How to append a dataframe row to a list if a specific value is found?-CodePudding

I am attempting to add all rows that contain a specific DateTime value to a list and then print said list. I iterate through all rows in a dataframe, looking for a specific value within a column. If the value appears, I would like to add that specific row to a list.

Code:

with open('Layer1.csv', newline = '') as csvfile2:
        df = pd.read_csv('Layer1.csv')

        AudioMothIDs = getID()
        AudioMothIDs.remove('NA')

        csv_reader = csv.reader(csvfile2)
        
        for row in csv_reader:
            orig_list = []
            #Iterates through each unique ID
            for x in AudioMothIDs:
                ID_df = df[df['AudioMothID'] == x]
          
                #Iterates through all rows in the ID dataframe
                for index, rows in ID_df.iterrows():
                    #Searches for a specific DateTime within the StartDateTime column
                    if '16.06.2019 15:00' in ID_df.StartDateTime.values:
                        #Attempts to add rows with the specific DateTime to a list
                        current_list = [rows.AudioMothID,rows.StartDateTime]
                        orig_list.append(current_list)
            print(orig_list)

Appending rows.AudioMothID and rows.StartDatetime appends all rows within the ID to the list instead of just the rows with '16.06.2019 15:00' in the StartDateTime column. I have tried using ID_df.iloc[index] as well which similarly adds all rows instead of only the rows that contain the specified string.

How would I only append the rows to a list that contain '16.06.2019 15:00' in the StartDateTime column?

CodePudding user response：

Your code could be condensed to be more pandas-idiomatic. Maybe something like:

# Load CSV into a pandas DataFrame, no need for csv.reader or with open()
df = pd.read_csv('Layer1.csv')

# Copy all rows with the desired StartDateTime as a new DataFrame
res = df[df['StartDateTime'] == '16.06.2019 15:00'].copy()

print(res)

CodePudding user response：

I think you're making quite a few unnecessary steps, e.g. reading the csv file twice, iterating over each row and then over each ID..

Let's simply use pandas for this:

# read dataframe using pandas
df = pd.read_csv('Layer1.csv')

# filter for date, select specific columns and convert to list
df[df.StartDateTime == '16.06.2019 15:00'][[df.AudioMothID, df.StartDateTime]].values.tolist()
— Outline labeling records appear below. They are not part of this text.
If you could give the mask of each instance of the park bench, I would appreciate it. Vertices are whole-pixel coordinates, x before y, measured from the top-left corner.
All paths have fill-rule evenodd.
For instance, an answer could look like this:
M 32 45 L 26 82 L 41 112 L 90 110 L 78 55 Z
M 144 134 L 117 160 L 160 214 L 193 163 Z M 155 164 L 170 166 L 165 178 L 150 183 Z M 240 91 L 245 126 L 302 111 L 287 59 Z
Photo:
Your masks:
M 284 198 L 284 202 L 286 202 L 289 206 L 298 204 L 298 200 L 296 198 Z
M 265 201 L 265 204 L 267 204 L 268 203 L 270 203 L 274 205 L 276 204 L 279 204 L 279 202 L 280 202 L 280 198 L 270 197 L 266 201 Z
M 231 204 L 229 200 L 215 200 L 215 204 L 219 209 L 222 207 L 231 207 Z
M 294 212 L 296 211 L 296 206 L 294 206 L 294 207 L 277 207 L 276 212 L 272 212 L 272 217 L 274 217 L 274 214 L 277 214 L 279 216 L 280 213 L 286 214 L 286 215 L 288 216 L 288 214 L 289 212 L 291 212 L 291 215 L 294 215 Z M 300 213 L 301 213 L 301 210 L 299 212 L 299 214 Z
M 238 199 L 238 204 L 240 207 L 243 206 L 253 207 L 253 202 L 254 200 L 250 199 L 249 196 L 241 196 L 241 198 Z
[EDIT] adding on to address your comments:

How to select values within a certain hour

# ensure date column is in the right format
df['StartDateTime'] = pd.to_datetime(df['StartDateTime'])

# filter by hour of date
df[df.StartDateTime.dt.hour == 15]

How to randomly sample for each hour and each ID

# ensure date column is in the right format
df['StartDateTime'] = pd.to_datetime(df['StartDateTime'])

# round date column to nearest hour
df['StartDateTime_nearest_hour'] = df['StartDateTime'].dt.round('H')

# randomly sample 1 by each hour of each day and ID
df.groupby(['AudioMothID', 'StartDateTime_nearest_hour'].sample(n=1)

# if you want to sample an hour of a random day instead:
df['StartDateTime_hour'] = df['StartDateTime'].dt.hour
df.groupby(['AudioMothID', 'StartDateTime_hour'].sample(n=1)